Furthermore, there is a need for further investigation of the assets and challenges that young athletes and their families bring to the sport experience. A comprehensive set of both positive and negative outcomes associated with sport participation must also be considered, for only then will we be able to conclude whether the positive impacts of sport participation outweigh the negative ones. In addition, this research can help identify areas to target in order to improve the quality of the sport experience. For example, if sport has a positive impact on constructs such as self-concept and self-regulation, yet is also associated with increased alcohol use, there may be areas to address within the sport structure or culture to enhance the benefits of sport and reduce the risks.
Finally, while this scoping review generally supports (with noted limitations considered) a positive link between sport participation and positive self-concept, self-control, and pro-social outcomes like teamwork and loyalty, it remains to be seen whether these factors actually mediate the association between sport participation and alcohol and drug use. More focused work testing these pathways is required. Indeed, the inter-relationships among these factors are likely to be complex.
Conclusions
The goal of the scoping review was to assess whether sport participation is related to psychological and social factors relevant to youth alcohol and drug use. A related goal was to assess whether this relationship varied based on the quality of youths’ sport experience. Results indicated that sport participation is related to self-esteem, self-regulation, life skills, and pro-social behaviour. The heterogeneity across studies suggests a convergence in results supporting the general hypothesis that sport is associated with positive psychological and social development. At the same time, we think caution is warranted in drawing conclusions from the body of literature, as it is difficult to make definitive statements about replication of results across time, context, and outcome. Furthermore, only a few studies appear to consider possible negative social and psychological outcomes associated with sport, suggesting a potential positive reporting bias. Although there was an indication in the literature that the sport context influenced youth outcomes, no research provided a clear definition of a quality sport experience.

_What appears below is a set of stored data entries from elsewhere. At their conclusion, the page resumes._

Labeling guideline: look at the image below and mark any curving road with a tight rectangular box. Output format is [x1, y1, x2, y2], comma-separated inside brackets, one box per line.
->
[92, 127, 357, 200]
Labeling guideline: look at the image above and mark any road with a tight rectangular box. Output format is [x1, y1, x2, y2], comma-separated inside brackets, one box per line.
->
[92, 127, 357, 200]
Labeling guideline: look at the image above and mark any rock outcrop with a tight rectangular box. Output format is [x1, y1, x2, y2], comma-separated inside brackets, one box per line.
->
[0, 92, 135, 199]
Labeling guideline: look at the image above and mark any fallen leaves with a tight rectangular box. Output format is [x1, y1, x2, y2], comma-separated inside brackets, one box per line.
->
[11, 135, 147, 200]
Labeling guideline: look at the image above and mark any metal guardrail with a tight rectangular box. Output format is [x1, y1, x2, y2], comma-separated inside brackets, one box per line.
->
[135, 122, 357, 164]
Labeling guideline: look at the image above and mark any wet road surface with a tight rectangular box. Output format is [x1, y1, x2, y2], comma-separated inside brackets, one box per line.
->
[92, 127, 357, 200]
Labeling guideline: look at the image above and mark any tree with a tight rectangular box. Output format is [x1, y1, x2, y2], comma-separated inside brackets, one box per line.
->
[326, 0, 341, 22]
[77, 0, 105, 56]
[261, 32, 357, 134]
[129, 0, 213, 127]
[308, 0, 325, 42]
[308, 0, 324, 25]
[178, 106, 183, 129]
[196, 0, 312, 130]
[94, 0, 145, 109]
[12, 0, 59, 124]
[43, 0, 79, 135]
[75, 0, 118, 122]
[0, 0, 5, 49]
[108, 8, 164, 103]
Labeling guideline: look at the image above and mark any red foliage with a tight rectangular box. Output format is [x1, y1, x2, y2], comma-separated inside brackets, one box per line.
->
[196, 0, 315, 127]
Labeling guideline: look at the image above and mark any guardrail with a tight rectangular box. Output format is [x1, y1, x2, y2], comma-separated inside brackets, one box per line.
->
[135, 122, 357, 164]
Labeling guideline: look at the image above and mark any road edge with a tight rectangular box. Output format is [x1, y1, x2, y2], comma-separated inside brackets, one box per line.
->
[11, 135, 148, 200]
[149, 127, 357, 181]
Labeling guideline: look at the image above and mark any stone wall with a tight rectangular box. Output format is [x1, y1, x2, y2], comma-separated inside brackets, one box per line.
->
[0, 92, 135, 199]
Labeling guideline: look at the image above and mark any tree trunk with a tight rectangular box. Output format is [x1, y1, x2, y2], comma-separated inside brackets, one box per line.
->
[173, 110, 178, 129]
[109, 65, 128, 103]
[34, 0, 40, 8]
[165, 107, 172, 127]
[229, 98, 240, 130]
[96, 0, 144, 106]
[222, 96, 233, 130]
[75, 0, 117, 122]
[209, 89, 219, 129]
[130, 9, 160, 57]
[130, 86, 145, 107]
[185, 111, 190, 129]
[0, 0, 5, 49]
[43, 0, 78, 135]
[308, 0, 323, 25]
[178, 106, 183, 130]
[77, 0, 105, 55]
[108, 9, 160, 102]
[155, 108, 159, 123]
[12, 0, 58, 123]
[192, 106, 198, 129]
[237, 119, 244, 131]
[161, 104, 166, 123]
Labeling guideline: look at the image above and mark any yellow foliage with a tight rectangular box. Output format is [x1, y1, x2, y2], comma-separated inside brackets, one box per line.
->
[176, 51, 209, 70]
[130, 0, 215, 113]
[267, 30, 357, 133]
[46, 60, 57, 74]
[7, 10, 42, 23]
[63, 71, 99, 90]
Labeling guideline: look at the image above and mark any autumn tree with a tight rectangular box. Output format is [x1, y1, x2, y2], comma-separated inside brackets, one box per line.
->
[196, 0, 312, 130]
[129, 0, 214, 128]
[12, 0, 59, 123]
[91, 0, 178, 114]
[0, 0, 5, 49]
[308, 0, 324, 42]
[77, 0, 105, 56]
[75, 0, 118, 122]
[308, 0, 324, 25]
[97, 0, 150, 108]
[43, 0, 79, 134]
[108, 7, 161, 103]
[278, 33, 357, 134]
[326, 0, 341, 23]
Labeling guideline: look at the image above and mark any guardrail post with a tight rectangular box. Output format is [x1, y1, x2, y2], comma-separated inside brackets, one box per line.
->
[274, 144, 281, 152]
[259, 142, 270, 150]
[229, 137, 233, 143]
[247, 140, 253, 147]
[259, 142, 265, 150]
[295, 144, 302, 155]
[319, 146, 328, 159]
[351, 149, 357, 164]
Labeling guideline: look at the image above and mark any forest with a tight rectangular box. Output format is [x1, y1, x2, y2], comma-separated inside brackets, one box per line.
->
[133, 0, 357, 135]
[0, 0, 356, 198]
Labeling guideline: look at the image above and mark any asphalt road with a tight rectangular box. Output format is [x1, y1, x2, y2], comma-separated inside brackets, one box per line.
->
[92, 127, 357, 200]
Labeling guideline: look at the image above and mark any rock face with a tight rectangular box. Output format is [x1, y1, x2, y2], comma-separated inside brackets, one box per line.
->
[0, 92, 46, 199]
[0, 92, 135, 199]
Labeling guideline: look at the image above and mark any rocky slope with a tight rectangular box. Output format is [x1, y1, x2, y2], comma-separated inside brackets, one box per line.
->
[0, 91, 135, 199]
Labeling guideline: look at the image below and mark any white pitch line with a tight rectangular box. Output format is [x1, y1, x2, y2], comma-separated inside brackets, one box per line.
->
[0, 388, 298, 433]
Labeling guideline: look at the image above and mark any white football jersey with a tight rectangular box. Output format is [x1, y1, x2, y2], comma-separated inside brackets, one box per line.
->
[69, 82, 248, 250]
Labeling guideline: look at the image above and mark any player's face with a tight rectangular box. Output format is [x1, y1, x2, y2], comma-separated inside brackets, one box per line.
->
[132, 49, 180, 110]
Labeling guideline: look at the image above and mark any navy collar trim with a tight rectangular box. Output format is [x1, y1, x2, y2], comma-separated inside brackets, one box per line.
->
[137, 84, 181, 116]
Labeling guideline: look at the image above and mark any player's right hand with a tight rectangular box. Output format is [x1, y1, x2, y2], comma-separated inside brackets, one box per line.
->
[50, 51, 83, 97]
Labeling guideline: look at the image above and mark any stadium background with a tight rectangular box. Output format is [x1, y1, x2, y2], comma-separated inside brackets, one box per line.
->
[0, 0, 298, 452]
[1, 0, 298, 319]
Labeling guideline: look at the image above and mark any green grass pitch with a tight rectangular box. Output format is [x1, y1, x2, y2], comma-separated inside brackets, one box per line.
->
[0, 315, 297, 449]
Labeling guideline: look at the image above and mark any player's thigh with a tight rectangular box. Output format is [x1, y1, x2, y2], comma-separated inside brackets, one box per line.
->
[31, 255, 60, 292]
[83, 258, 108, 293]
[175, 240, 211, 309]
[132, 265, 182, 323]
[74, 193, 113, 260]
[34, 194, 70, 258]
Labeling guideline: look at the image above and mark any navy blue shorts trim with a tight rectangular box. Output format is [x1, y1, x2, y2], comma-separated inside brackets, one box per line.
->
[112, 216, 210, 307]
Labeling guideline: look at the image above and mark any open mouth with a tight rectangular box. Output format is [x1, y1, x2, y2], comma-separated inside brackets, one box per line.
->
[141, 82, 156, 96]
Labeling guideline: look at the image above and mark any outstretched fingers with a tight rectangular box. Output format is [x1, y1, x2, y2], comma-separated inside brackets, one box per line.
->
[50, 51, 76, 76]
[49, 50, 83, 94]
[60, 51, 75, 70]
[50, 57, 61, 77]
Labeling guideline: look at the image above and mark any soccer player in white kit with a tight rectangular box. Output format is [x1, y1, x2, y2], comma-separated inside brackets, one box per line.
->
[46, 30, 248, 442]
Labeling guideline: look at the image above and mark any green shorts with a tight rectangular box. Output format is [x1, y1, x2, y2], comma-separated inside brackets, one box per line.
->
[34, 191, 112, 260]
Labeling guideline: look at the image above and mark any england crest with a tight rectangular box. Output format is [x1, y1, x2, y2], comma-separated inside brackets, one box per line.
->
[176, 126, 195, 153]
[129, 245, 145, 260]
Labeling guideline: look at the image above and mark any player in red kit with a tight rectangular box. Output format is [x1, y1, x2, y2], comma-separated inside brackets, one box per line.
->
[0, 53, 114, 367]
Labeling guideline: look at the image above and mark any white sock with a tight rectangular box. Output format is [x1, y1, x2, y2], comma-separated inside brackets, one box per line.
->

The psychological and social factors identified in this review might mediate the relationship between sport participation and alcohol and drug use among youth. Yet these factors also appear to be insufficient to fully understand the likely multiple connections between sport participation and alcohol and drug use. Future research examining the impact of the sport context on youth developmental outcomes, including alcohol use, other drug use, and psychological and social factors, is needed. The connections among these factors in specific relation to alcohol and other drug use remain a critical focus for future research.
Disclosure statement
No potential conflict of interest was reported by the authors.
Funding Statement
This work was supported by the Canadian Centre on Substance Abuse.